TAX - OREGON

Seneca Sustainable Energy, LLC v. Department of Revenue

Supreme Court of Oregon - November 8, 2018 - 363 Or. 782 - 429 P.3d 360

Taxpayer brought action challenging Department of Revenue’s determination as to its industrial property’s real market value, the assessor’s notation of the assessed value on the assessment roll, and enterprise zone’s sponsor’s imposition of a public benefit contribution.

Following bench trial, the Tax Court issued opinion setting the real market value of taxpayer’s electric cogeneration facility at $38.2 million and $19.1 million for two tax years. The Department appealed.

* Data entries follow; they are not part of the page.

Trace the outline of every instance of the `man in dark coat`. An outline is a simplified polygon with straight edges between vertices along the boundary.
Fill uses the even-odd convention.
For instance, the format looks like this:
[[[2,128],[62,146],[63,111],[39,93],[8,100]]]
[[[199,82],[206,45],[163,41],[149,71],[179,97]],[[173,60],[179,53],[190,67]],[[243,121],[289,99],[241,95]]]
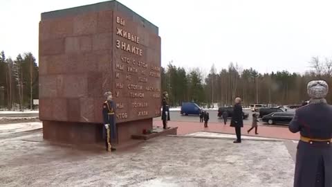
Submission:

The Supreme Court of Oregon held that:

Taxpayer’s claims, which challenged the Department of Revenue’s determination as to its electric cogeneration facility’s real market value, the assessor’s notation of the assessed value on the assessment roll, and enterprise zone’s sponsor’s imposition of a public benefit contribution, all fell within the sole, exclusive, and final judicial authority of the Tax Court, regardless of whether or not the facility was exempt from taxation during the years at issue; taxpayer was subject to taxation, irrespective of whether it owed any taxes in a given year, all the statutes that related to taxpayer’s claims bore on tax liability, the first arising out of the Department’s obligation to determine real market value for industrial properties, and the second arising out of the assessor’s obligation to ensure that the tax rolls accurately reflected assessed values, and at all material times, taxpayer was paying property taxes on the real property underlying its electric cogeneration facility.

Taxpayer was aggrieved by Department of Revenue’s erroneous real market value determination with regard to taxpayer’s electric cogeneration facility, and because the erroneous act affected taxpayer and its property, taxpayer had standing to challenge that determination in the Tax Court; taxpayer alleged a wrong, the erroneous real market value determination, as well as a private interest that was different from that of the general public, the imposition of an excessive public benefit contribution directly resulting from that erroneous determination, along with an attendant increase in property taxes.

Evidence was insufficient to support Department of Revenue’s real market value determination with regard to taxpayer’s electric cogeneration facility for the tax year in question; the Department’s appraiser relied on a power purchase agreement that provided taxpayer with revenues significantly in excess of what a purchaser of the property on the assessment dates would have been able to negotiate for, for electricity, capacity, and renewable energy credits (REC), and erroneously considered intangible assets by valuing taxpayer’s entire property and business under the income approach, subtracting only an amount for working capital.